Nobel laureate Louise Glück’s essays reinforce many of the same themes. She separates the “artist self” from the “real self,” the former being perceptive and trying to acquire a state of grace, whereas the latter struggles to deal with the vicissitudes of the “real world,” which Glück names as “actuality.” When she claims the “I” on the page is a creation, I hear echoes of the implied author. When she says to separate the shallow from the deep, and choose the deep, I might be reading Murnane’s evocations of Proust’s le profound moi. Her proclamation that truth on the page need not have been lived, rather it is all that can be envisioned, conjures the world of the might-have-been.
I have always been fascinated by the famous short story, “Borges and I,” wherein Borges posits a doppelgänger, his writing self. I live, I go on living, so that Borges may contrive his literature; and that literature justifies me. Little by little, I yield him ground, the whole terrain….everything belongs to oblivion, or to him.
This sundering of self is also in evidence in the opening of Reader’s Block, the first of David Markson’s remarkable quartet of so-called “index card” novels.
Someone nodded hello to me on the street yesterday.
To me, or to him?
Someone nodded hello to Reader on the street yesterday.
Interspersed with such interjections, are lists of fact after fact about writers, artists, musicians, books, paintings, operas, and more - an intellectual life record. In fact, at one point Markson addresses the “ghost Markson”: is he in some peculiar way thinking of an autobiography after all?
Emily Dickinson famously said tell the truth, but tell it slant. Might such a text as the above be referred to as a slantwise autobiography? In Divorcing, by Susan Taubes, the narrator is in fact a ghost, looking back on the life of a deceased woman who very much resembles Taubes. Is she reporting what happened, or did not happen, or might have happened? Does the novel proleptically foreshadow her suicide weeks after its publication? A key point made by Murnane is that not only do we learn from the narrator what might have happened, but also what it is to know that such things may have happened, a subtle but important distinction.
It is natural to consider other arts and contemplate the “implied artist” in contrast to the “breathing artist.” The photography of Francesca Woodman led to my writing an essay in order to better understand why I found it so compelling. Does her work hint at her suicide at the age of twenty-two? She seemingly exposed everything and revealed nothing, her photographs being fraught with contradictions, leading to my essay being titled “La Femme Cachée (Searching for Francesca Woodman).” Interestingly, Woodman referred to her work as “ghost pictures,” while Karl Ove Knausgard wrote that she was occupying her art and dwelling within it.
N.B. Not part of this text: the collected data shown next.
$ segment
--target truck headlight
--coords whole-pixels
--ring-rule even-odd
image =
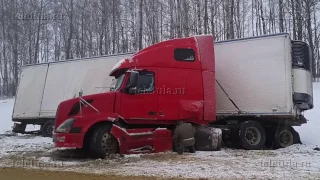
[[[75,120],[76,120],[75,118],[70,118],[70,119],[65,120],[62,124],[60,124],[60,126],[58,126],[56,131],[58,133],[70,132],[70,129],[72,128]]]

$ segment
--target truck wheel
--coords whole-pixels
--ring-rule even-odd
[[[280,126],[275,132],[274,148],[286,148],[295,143],[296,138],[291,126]]]
[[[243,149],[262,149],[266,142],[266,132],[256,121],[242,122],[239,126],[239,142]]]
[[[41,126],[43,137],[52,137],[54,131],[54,120],[48,120]]]
[[[93,132],[89,141],[90,154],[93,158],[104,159],[106,155],[118,153],[118,142],[110,134],[110,129],[110,125],[105,125]]]

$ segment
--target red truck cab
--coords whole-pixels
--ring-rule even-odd
[[[141,135],[166,137],[168,130],[150,133],[155,128],[170,127],[179,120],[194,124],[215,121],[214,62],[210,35],[161,42],[120,61],[110,72],[115,77],[110,92],[60,103],[56,147],[86,148],[103,157],[103,153],[119,149],[126,153],[121,147],[130,134],[137,136],[132,139],[135,145],[131,149],[135,149],[143,145],[137,143],[143,139]],[[162,150],[171,147],[160,146]]]

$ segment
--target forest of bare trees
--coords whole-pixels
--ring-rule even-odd
[[[289,32],[320,73],[320,0],[0,0],[0,96],[21,66],[134,52],[195,34],[215,40]]]

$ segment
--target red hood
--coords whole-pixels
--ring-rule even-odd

Echoing the final thoughts of Borges’ narrator, I often find myself asking which of us is writing this page? Is there a yielding of ground to the “ghost,” one who emerges whenever I become the-man-at-my-desk? Perhaps, more than anything else, the writer/ghost might in fact represent my “true” self.
Notes
Gerald Murnane, Last Letter to a Reader, And Other Stories, 2021
Gerald Murnane, Inland, Dalkey Archive Press, 2012
Emmett Stinson, Murnane, Contemporary Australian Writers, The Miegunyah Press, 2023
Merve Emre, The Reclusive Giant of Australian Letters, The New Yorker, July 25, 2022.
Louise Glück, Proofs and Theories: Essays on Poetry, Ecco, 1995
Jorge Luis Borges, Borges and I in A Personal Anthology , Grove Press, 1967
David Markson, Reader’s Block, Dalkey Archive Press, 1996
Susan Taubes, Divorcing, New York Review of Books, 2020
Kimmo Rosenthal, La Femme Cachée (Searching for Francesca Woodman), The Decadent Review, June, 2023
Karl Ove Knausgård, Welcome To Reality, in In the Land of the Cyclops, Archipelago Books, 2021.